MODO DE PRESENTACION Y DIAGNOSTICO DIFERENCIAL
Dos terceras partes de los LNH, se presentan como linfadenopatias persistentes, periféricas e indoloras. El diagnostico diferencial incluye etiologías infecciosas, parasitarias, enfermedades autoinmunes y neoplasicas. Un ganglio duro, mayor de 1cm no asociado a infección, que persiste de 4-6 semanas, debe ser biopsiado.
En adolescentes y adultos jóvenes, el diagnostico diferencial obligado, ante una linfadenopatia generalizada, es el de mononucleosis infecciosa y enfermedad de Hodgkin. La presentación extranodal es rara en los linfomas foliculares, mientras que los linfomas difusos de células grandes y linfomas de alto grado, pueden presentarse con infiltración primaria a diferentes órganos. No es común que los LNH cursen en sitios extranodales, lo que hace difícil el diagnostico diferencial. Los LNH del SNC constituyen solo el 1% de todos los linfomas. El linfoma primario de hueso representa menos del 5% de todos los LNH.

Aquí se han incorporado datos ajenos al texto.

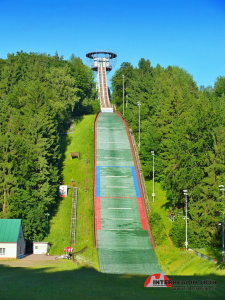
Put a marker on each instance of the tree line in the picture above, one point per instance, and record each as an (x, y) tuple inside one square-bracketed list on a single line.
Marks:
[(184, 125), (39, 95)]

DETERMINACION DE LA EXTENSION
Se utiliza el sistema de Ann Arbor para establecer la extensión de la enfermedad:
Factores pronósticos:
- Edad mayor de 60 años
-Estadio III o IV
- Mas de 1 sitio extranodal
-Desempeño físico 2,3 o 4
-Elevación de DHL
Categoría de riesgo | No. Factor pronostico | Supervivencia a 5 años |
Bajo | 0-1 | 73% |
Intermedio bajo | 2 | 50% |
Intermedio alto | 3 | 43% |
Alto | 4-5 | 26% |
TRATAMIENTO. LINFOMAS DE BAJO GRADO
Enfermedad localizada (Estadio I-II)
Generalmente son linfomas foliculares de células pequeñas hendidas o foliculares mixtos. El tratamiento de elección es radioterapia de toda la región linfoide afectada. La dosis recomendada es de 30g para enfermedad con respuesta rápida y 36g para los que responden lentamente. Los linfomas gástricos tipo MALT pueden ser tratados con esquemas de erradicación para H.Pylori (omeprazol, metronidazol y amoxicilina) y radioterapia 30g.